Before we ask questions about the survey responses, it would help to understand the respondents' demographics, i.e., country, age, gender, education level, employment level, etc. It's essential to explore these variables to understand how representative the survey is of the worldwide programming community. A survey of this scale generally tends to have some [selection bias](https://en.wikipedia.org/wiki/Selection_bias).

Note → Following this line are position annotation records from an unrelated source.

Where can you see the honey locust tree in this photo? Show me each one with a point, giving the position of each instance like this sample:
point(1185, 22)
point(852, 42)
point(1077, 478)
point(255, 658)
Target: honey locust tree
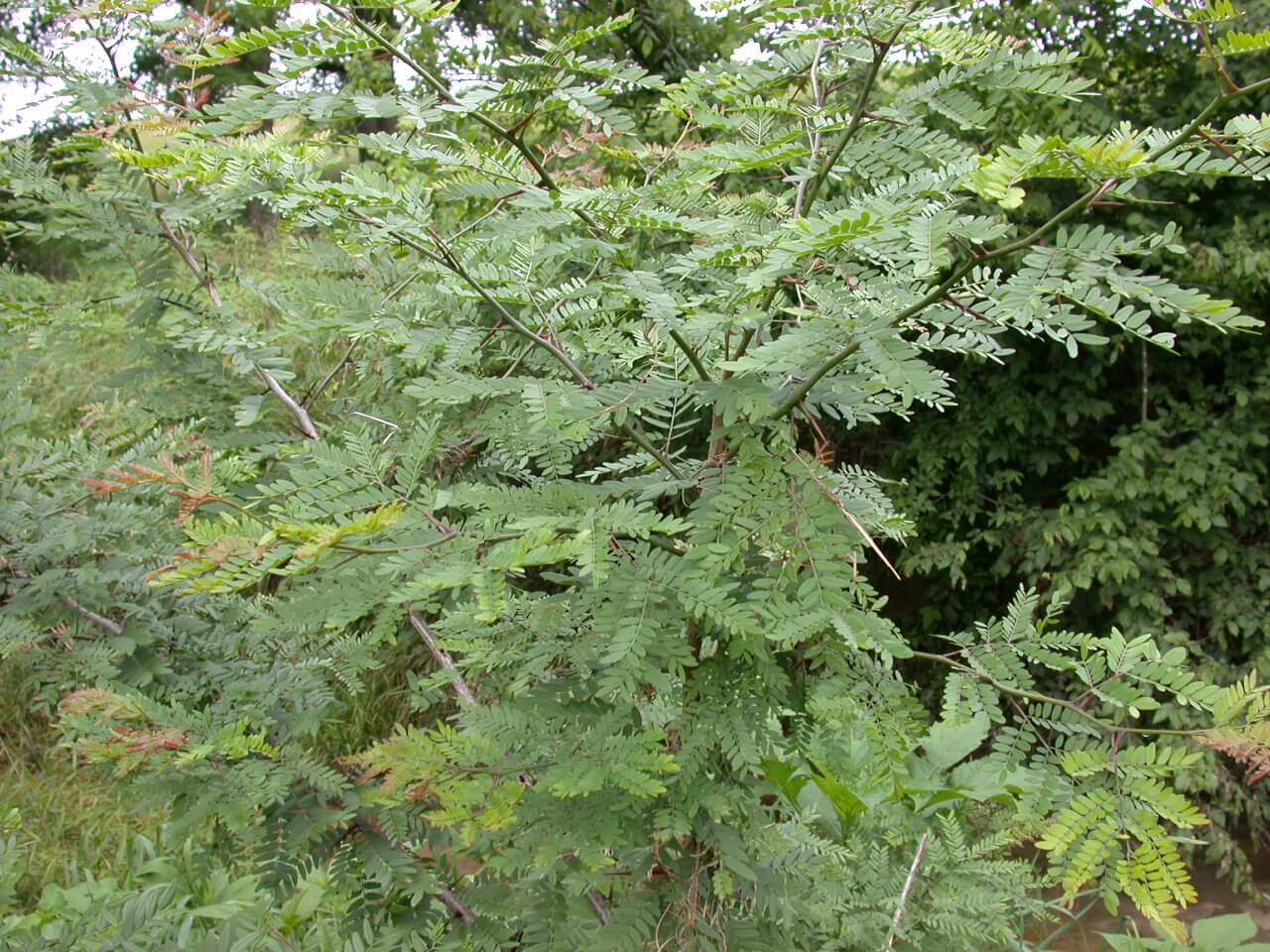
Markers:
point(527, 420)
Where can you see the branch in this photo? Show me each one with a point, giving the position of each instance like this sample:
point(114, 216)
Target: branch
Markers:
point(445, 258)
point(443, 656)
point(601, 906)
point(204, 280)
point(1060, 702)
point(463, 692)
point(1076, 207)
point(509, 136)
point(98, 620)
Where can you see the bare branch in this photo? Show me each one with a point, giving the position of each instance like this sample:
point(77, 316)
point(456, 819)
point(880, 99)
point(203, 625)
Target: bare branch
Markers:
point(903, 895)
point(601, 906)
point(100, 621)
point(443, 657)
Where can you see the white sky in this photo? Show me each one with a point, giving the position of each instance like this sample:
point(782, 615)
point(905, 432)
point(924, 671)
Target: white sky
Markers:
point(23, 104)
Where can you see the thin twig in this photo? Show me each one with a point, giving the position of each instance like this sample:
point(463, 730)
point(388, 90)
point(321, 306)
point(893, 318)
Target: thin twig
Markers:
point(1024, 243)
point(98, 620)
point(601, 906)
point(443, 657)
point(849, 517)
point(463, 692)
point(908, 888)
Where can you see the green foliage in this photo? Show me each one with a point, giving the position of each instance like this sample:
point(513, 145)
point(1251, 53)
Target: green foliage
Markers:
point(531, 413)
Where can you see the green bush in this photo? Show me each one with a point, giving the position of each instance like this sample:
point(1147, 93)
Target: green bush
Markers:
point(524, 426)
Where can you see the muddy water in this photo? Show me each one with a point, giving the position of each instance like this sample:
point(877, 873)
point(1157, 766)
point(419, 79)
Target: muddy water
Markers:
point(1215, 898)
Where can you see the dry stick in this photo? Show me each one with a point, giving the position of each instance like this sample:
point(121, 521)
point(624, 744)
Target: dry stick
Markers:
point(204, 280)
point(852, 520)
point(1017, 245)
point(908, 888)
point(443, 657)
point(1060, 702)
point(98, 620)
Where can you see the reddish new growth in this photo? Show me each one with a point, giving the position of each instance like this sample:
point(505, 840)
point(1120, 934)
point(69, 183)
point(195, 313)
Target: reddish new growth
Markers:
point(143, 742)
point(1250, 752)
point(193, 493)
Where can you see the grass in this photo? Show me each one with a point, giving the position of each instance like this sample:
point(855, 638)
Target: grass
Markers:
point(73, 817)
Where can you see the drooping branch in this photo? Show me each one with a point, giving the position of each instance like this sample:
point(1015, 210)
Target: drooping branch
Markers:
point(508, 135)
point(443, 255)
point(466, 696)
point(1024, 243)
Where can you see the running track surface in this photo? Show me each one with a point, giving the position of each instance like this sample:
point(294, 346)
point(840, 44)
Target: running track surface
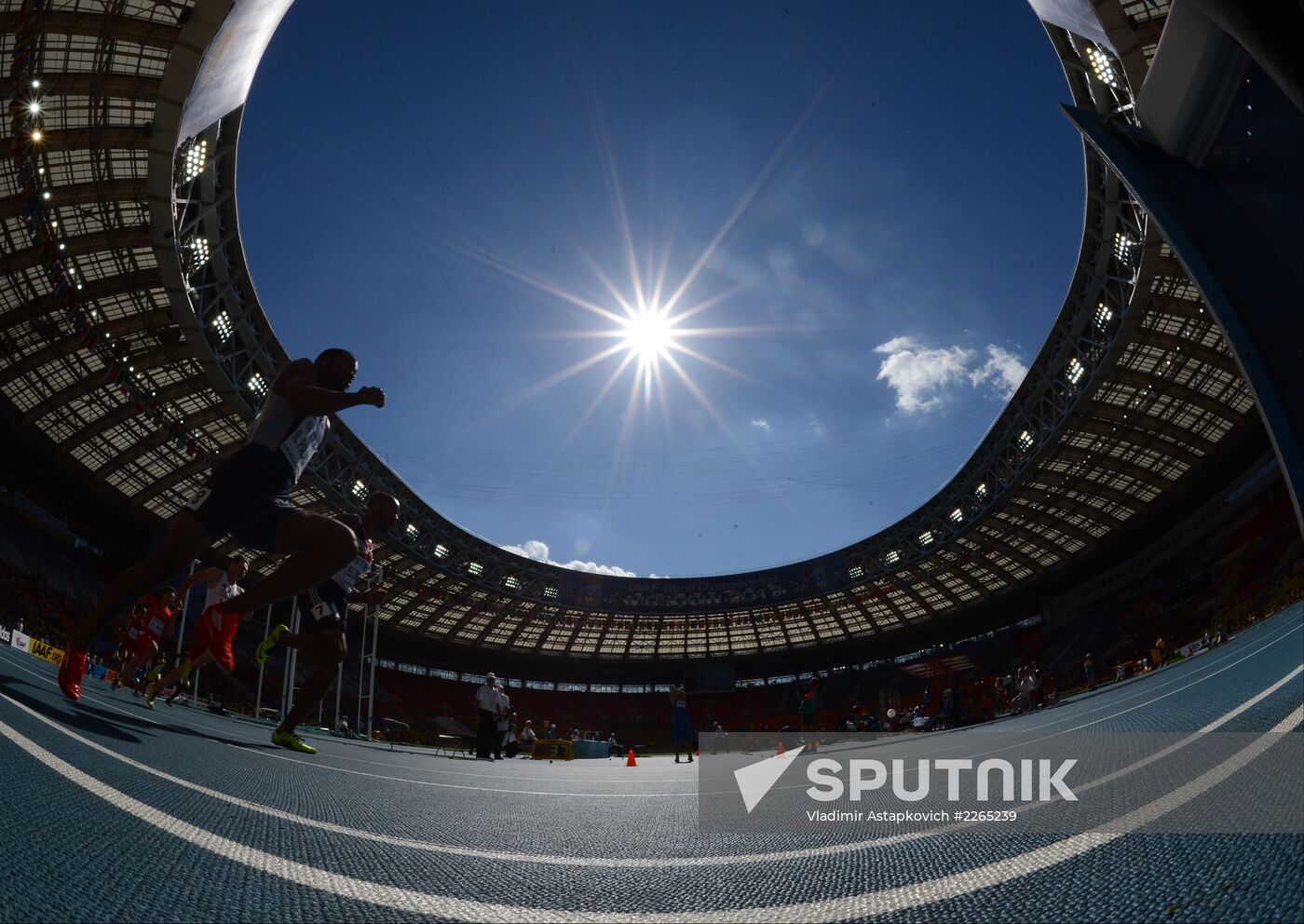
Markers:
point(113, 812)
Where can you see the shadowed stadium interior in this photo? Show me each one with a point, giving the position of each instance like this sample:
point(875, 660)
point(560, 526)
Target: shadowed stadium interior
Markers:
point(1143, 481)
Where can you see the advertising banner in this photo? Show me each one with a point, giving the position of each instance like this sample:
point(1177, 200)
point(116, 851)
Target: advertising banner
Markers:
point(45, 650)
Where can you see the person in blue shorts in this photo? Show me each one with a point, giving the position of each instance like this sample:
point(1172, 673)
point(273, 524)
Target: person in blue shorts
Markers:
point(323, 611)
point(248, 496)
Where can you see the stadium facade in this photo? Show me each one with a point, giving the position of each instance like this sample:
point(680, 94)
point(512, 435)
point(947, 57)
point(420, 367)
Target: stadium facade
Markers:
point(134, 351)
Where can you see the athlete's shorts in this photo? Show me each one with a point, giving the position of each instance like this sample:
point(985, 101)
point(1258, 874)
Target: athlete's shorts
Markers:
point(247, 496)
point(143, 649)
point(323, 609)
point(211, 626)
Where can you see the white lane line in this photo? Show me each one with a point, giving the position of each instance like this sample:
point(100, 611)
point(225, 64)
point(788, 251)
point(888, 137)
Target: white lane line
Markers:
point(201, 728)
point(873, 902)
point(208, 728)
point(634, 863)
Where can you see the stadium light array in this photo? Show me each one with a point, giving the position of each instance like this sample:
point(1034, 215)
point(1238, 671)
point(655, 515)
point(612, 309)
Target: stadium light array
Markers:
point(199, 251)
point(1121, 247)
point(195, 157)
point(1102, 67)
point(222, 323)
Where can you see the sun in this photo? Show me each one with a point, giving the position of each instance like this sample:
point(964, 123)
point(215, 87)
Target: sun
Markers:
point(648, 333)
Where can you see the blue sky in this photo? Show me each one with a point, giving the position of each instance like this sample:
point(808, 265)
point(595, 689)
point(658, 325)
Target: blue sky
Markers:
point(876, 209)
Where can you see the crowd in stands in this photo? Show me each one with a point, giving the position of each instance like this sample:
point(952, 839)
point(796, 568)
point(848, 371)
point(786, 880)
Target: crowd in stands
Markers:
point(1196, 600)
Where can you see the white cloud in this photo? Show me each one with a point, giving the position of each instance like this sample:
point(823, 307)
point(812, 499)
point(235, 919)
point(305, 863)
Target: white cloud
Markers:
point(1004, 368)
point(538, 551)
point(921, 375)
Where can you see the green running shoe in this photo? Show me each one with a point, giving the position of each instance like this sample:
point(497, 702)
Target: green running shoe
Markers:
point(270, 643)
point(292, 741)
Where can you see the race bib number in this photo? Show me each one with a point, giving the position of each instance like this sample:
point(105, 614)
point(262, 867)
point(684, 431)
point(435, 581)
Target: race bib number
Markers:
point(303, 442)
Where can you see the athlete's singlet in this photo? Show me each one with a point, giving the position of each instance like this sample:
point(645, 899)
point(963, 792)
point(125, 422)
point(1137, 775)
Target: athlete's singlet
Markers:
point(156, 617)
point(348, 577)
point(221, 591)
point(296, 437)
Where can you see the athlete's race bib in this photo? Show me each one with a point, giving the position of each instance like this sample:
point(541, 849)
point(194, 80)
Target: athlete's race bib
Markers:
point(303, 442)
point(348, 577)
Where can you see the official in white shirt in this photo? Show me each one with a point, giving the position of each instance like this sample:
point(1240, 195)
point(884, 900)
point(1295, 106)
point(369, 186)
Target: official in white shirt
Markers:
point(486, 701)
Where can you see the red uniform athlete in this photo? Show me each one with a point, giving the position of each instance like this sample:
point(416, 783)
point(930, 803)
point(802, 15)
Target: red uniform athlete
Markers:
point(158, 614)
point(128, 643)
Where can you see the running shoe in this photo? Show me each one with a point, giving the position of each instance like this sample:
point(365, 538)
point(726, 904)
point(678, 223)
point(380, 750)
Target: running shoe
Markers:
point(269, 643)
point(71, 672)
point(292, 741)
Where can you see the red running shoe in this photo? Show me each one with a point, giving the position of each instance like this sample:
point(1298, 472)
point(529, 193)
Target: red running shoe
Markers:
point(224, 624)
point(72, 669)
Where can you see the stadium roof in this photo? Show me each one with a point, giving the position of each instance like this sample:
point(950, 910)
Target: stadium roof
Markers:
point(133, 343)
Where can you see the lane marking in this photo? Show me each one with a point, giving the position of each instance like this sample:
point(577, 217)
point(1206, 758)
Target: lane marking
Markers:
point(632, 863)
point(873, 902)
point(205, 727)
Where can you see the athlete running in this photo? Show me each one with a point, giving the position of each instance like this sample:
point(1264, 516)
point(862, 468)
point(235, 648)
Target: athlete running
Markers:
point(158, 614)
point(222, 585)
point(248, 496)
point(127, 644)
point(325, 611)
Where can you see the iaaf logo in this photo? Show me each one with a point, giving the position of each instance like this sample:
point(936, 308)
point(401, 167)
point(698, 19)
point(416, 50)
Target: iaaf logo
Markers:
point(864, 776)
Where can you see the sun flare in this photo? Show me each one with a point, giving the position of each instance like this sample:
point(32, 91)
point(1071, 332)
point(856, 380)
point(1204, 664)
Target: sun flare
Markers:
point(648, 333)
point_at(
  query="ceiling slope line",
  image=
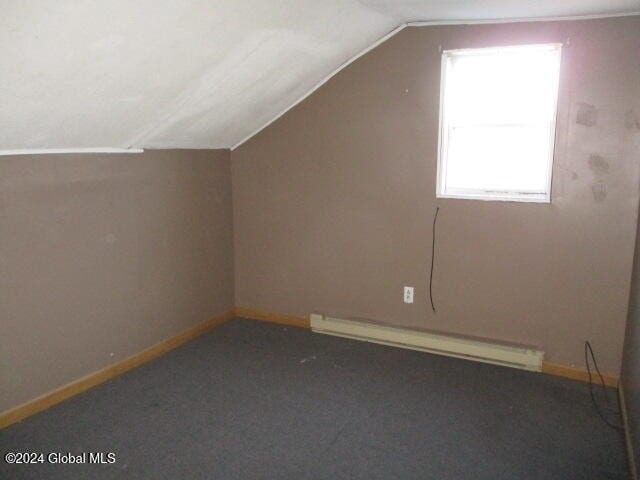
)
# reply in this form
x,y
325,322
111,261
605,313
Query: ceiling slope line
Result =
x,y
53,151
419,23
322,82
187,98
493,21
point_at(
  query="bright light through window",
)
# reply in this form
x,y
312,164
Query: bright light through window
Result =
x,y
497,125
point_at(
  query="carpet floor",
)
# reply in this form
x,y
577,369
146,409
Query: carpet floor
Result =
x,y
251,400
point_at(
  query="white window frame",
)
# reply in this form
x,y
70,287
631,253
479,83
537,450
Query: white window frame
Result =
x,y
481,194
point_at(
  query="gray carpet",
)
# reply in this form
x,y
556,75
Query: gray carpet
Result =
x,y
252,400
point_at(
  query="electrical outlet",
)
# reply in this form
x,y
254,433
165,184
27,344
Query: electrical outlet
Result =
x,y
408,294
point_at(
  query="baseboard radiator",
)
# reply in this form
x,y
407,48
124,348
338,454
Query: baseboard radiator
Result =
x,y
496,353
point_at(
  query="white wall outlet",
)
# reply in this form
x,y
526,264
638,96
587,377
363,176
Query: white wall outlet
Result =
x,y
408,294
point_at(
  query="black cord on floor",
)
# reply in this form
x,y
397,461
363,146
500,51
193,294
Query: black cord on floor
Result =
x,y
589,351
433,258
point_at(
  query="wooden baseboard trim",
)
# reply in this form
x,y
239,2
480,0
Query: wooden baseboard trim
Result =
x,y
627,433
78,386
577,374
282,319
302,322
49,399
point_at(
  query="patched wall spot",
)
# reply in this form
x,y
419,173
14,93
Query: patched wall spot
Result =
x,y
598,164
632,120
599,191
587,115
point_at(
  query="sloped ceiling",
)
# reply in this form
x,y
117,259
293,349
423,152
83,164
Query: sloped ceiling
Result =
x,y
195,73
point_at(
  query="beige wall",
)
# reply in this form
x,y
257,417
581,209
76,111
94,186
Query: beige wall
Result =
x,y
101,256
333,203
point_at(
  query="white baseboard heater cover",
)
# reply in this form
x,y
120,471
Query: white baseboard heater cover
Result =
x,y
497,353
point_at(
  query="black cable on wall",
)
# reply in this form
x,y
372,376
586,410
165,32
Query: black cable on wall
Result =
x,y
433,258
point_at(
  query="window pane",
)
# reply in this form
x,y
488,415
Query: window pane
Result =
x,y
498,121
504,158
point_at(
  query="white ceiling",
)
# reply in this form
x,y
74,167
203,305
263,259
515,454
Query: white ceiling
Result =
x,y
195,73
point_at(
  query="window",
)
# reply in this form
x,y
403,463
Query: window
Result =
x,y
497,122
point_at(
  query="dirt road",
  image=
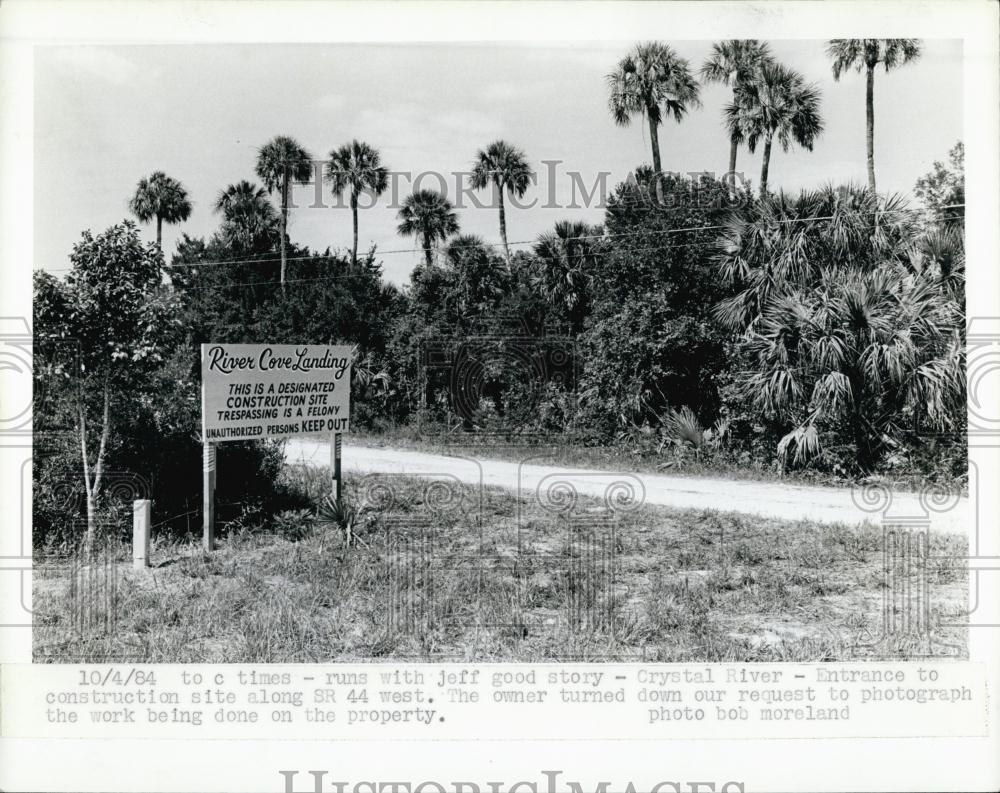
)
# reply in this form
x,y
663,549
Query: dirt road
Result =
x,y
769,499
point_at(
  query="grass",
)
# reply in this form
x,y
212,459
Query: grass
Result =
x,y
479,576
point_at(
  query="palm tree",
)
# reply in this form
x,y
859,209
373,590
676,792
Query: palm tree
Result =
x,y
865,55
249,221
280,162
566,257
850,326
356,166
776,103
652,81
161,197
735,62
506,167
429,215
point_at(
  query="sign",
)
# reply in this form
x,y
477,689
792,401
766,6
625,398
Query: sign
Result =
x,y
252,391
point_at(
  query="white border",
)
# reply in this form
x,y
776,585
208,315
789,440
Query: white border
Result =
x,y
772,765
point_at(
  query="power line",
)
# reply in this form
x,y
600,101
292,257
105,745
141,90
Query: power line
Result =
x,y
313,257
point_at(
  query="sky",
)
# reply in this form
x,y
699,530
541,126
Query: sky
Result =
x,y
107,116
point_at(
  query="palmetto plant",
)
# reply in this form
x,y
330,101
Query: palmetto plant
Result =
x,y
280,162
776,104
249,221
429,216
846,325
865,55
356,167
655,82
161,197
735,62
506,168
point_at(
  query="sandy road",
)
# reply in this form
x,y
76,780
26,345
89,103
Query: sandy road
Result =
x,y
946,513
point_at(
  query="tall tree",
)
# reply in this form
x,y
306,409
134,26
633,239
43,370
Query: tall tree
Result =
x,y
161,197
849,326
566,258
734,62
249,221
776,104
280,162
119,320
863,55
428,215
655,82
356,167
506,168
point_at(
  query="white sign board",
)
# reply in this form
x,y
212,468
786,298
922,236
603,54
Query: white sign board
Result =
x,y
252,391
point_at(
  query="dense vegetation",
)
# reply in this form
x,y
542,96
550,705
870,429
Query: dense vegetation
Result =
x,y
702,321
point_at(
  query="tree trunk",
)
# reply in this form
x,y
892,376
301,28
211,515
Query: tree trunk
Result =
x,y
870,125
654,139
864,455
354,213
93,485
427,248
503,227
765,164
284,224
731,175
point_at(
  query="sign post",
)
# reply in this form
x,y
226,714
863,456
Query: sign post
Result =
x,y
256,391
335,466
208,467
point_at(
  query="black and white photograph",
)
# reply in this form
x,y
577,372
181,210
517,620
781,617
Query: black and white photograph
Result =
x,y
426,396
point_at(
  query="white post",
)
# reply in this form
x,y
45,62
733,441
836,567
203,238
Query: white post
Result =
x,y
141,509
208,496
338,486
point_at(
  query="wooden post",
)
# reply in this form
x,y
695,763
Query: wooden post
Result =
x,y
141,509
335,466
208,496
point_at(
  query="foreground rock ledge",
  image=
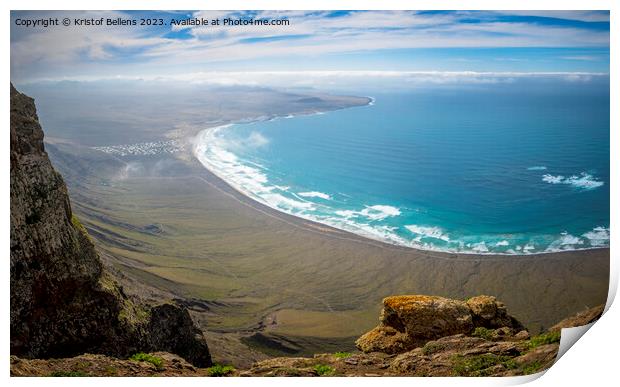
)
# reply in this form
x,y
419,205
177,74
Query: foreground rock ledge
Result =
x,y
408,322
506,350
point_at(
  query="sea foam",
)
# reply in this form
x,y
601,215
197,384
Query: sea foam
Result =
x,y
315,194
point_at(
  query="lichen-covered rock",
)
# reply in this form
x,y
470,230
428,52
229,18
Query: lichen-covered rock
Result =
x,y
487,312
63,303
408,322
586,317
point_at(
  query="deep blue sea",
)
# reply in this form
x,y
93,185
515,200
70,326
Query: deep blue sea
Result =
x,y
498,168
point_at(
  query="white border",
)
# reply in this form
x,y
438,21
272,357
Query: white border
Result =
x,y
593,361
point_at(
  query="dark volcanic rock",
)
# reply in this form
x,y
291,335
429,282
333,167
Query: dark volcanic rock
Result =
x,y
63,303
171,329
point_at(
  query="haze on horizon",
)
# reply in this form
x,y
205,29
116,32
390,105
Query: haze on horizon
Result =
x,y
445,45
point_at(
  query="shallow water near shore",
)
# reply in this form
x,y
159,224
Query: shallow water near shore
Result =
x,y
497,169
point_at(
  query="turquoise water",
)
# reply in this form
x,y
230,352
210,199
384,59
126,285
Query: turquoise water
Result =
x,y
506,168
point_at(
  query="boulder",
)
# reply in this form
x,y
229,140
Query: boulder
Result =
x,y
411,321
583,318
408,322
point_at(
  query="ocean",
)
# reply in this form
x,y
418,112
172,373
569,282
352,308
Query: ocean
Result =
x,y
498,168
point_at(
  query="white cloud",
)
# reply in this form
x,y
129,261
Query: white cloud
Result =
x,y
95,50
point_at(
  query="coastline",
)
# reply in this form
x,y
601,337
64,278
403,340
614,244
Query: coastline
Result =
x,y
319,223
313,226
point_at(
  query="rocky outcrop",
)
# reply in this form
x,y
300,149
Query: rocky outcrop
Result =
x,y
484,352
63,303
408,322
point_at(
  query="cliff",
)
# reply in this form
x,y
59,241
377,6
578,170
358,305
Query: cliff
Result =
x,y
476,337
63,302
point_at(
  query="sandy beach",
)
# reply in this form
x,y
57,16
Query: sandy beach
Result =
x,y
256,276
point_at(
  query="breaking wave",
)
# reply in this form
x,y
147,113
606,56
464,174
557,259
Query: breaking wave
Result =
x,y
583,180
377,221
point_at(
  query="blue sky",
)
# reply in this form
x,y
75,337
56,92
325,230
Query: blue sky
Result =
x,y
339,41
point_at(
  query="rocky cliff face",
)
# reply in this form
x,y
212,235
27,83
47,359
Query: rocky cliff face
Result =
x,y
63,303
506,350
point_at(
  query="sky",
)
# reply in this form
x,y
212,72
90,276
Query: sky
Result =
x,y
316,42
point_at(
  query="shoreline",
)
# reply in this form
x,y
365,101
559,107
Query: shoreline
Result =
x,y
318,223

Let's begin by importing `matplotlib.pyplot` and `seaborn`.

In [25]:
import seaborn as sns
import matplotlib
import matplotlib.pyplot as plt
%matplotlib inline

sns.set_style('darkgrid')
matplotlib.rcParams['font.size'] = 14
matplotlib.rcParams['figure.figsize'] = (9, 5)
matplotlib.rcParams['figure.facecolor'] = '#00000000'

### Country

Let's look at the number of countries from which there are responses in the survey and plot the ten countries with the highest number of responses.